Des tubes en pagaille, du super célèbre Der Mussolini à El Que qui intègre des éléments tribaux – voire latino – dans leur son, du ténébreux Sato-Sato à la comptine new wave Der Räuber Und Der Prinz, de l’étrange Kebab-Träume au débridé et puissant Der Sheriff,  du martial Alles ist gut au superbe Als Wär’s Das Letzte Mal et des groovy Coco Pino ou Brothers (sur l’album « 1st Step To Heaven » de 1986 rejeté par les fans) à la bombe EBM Verschwende Deine Jugend (samplée 40 ans plus tard par Gesaffelstein dans sa tournée de 2012) le duo D.A.F., tout de cuir vêtu et cheveux courts bien dégagés derrière les oreilles façon légionnaire, marque son temps, envahit les clubs underground, puis homosexuels, du monde occidental en imposant leur style unique, une vision moderniste du son et une scansion EBM dont beaucoup de groupes s’inspireront plus tard avec plus au moins de talent (Nitzer Ebb étant le plus digne rejeton de D.A.F. d’après Gabi en personne).

Résultat de recherche d'images pour ""1st Step To Heaven""Discipline, boites à rythmes, séquences énergiques, lignes de basse électroniques et contondantes, paroles incisives en allemand (et parfois en espagnol à l’instar de leurs amis de Liaisons Dangereuses avec qui Gabi a chanté en live l’incontournable Los niños del parque). Delgado et Görl deviennent des figures emblématiques, l’ombre de leur silhouette va hanter toutes les années 80 et définira le style et la marche à suivre pour des wagons de groupes qui n’arriveront jamais à dépasser les maîtres.

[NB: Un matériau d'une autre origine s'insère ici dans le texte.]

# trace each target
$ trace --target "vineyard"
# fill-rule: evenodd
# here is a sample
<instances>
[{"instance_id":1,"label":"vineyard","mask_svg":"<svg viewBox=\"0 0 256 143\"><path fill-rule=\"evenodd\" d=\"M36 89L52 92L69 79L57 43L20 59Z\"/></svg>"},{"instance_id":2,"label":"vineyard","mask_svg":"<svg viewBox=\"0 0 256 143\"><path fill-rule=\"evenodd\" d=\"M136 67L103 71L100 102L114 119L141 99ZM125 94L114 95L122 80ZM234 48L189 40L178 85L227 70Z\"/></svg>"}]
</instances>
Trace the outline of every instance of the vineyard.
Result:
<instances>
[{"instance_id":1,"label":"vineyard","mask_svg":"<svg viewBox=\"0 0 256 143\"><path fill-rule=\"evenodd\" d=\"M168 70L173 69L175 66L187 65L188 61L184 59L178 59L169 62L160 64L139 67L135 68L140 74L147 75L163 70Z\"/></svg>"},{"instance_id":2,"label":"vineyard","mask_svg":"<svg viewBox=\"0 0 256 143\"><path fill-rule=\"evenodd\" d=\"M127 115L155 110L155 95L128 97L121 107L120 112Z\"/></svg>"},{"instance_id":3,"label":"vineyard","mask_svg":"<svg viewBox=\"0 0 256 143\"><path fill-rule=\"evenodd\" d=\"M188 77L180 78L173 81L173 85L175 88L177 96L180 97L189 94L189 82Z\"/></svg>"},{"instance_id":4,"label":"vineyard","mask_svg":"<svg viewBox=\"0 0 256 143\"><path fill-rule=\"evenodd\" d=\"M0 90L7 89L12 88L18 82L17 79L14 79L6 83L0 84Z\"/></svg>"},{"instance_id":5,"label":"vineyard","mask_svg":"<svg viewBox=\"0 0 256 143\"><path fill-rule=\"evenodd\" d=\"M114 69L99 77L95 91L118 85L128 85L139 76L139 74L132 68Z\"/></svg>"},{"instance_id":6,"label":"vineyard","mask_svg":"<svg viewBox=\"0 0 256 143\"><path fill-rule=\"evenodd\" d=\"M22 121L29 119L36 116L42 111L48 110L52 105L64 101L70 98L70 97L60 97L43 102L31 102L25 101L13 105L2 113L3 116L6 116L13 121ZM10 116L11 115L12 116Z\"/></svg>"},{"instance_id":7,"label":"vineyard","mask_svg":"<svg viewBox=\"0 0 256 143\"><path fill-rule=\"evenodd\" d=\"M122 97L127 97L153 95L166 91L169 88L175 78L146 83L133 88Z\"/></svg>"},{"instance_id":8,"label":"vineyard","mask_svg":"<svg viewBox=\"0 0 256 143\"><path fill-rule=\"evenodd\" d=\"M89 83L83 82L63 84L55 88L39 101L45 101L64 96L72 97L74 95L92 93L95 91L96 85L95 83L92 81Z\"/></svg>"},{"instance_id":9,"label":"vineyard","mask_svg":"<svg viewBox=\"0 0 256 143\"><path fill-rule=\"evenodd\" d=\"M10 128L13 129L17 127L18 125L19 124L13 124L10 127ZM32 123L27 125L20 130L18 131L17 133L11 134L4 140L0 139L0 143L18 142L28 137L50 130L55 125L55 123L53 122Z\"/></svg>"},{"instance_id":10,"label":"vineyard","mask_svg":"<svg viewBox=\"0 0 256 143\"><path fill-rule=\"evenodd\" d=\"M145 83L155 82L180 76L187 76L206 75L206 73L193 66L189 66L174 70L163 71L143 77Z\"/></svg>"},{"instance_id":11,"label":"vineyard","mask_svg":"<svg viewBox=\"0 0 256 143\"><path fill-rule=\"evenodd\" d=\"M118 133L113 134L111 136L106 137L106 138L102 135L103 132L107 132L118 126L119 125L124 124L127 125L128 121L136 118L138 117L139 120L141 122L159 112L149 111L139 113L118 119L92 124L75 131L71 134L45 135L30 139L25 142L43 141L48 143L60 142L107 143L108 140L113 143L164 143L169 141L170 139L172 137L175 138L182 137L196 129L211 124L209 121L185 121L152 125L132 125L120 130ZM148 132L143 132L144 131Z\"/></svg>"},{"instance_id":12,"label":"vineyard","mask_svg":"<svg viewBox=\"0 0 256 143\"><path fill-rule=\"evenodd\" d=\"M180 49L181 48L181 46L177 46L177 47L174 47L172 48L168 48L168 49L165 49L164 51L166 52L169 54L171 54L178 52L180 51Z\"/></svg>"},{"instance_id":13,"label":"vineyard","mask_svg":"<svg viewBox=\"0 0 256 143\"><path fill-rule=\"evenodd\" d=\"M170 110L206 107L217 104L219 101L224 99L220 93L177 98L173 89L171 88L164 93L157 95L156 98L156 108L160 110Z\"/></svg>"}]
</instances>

Quand j’ai appris hier soir vers 21h00 le décès de Gabi Delgado, j’ai été profondément attristé, j’ai tout de suite envoyé un message à ses amis et fans, à Marc Hurtado qui était comme son frère et qui a longtemps travaillé avec lui, à The Hacker, David Carretta ou Terence Fixmer, qui sont tous fans, à des tas de gens unis et démolis par la nouvelle. La musique de Gabi Delgado issue du post punk et de la new wave a contribué à lancer l’EBM, elle a aussi influencé la Techno de Detroit et la House de Chicago. C’est l’un des plus grands précurseurs de son temps, un personnage que nous n’oublierons jamais. Un timbre de voix unique. Je me suis souvenu de nos chaleureux échanges en espagnol, fin 2014, quand je lui ai demandé directement un soir de chanter sur une reprise de Suicide que nous avions faite avec mon groupe pour l’hommage Suicide Tribute To Iconic New York Legends publié en octobre 2014 sur Unknown Pleasures Records. Il accepta, j’étais ce soir là l’un des fans de D.A.F. les plus heureux du monde. Ce sera d’ailleurs le dernier enregistrement officiel sur lequel Gabi Delgado posera son organe vocal, sa dernière empreinte sur un disque, pour feu Alan Vega, autre immense perte de la musique du vingtième siècle. Gabi oh Gabi !

J’ai eu l’immense privilège de voir le dernier concert de D.A.F. à Barcelone (le 30 novembre 2019 au Razzmatazz lors du festival Ombra) et c’était un moment magique, humain, magnifique… pas envie de m’étendre, ni de raconter, les souvenirs sont encore trop frais, c’était un moment unique pour moi, mes amis, le public comblé par tant de générosité (le groupe joua 30 minutes de plus que le temps prévu). Restons-en là. 2020 année de merde, vraiment.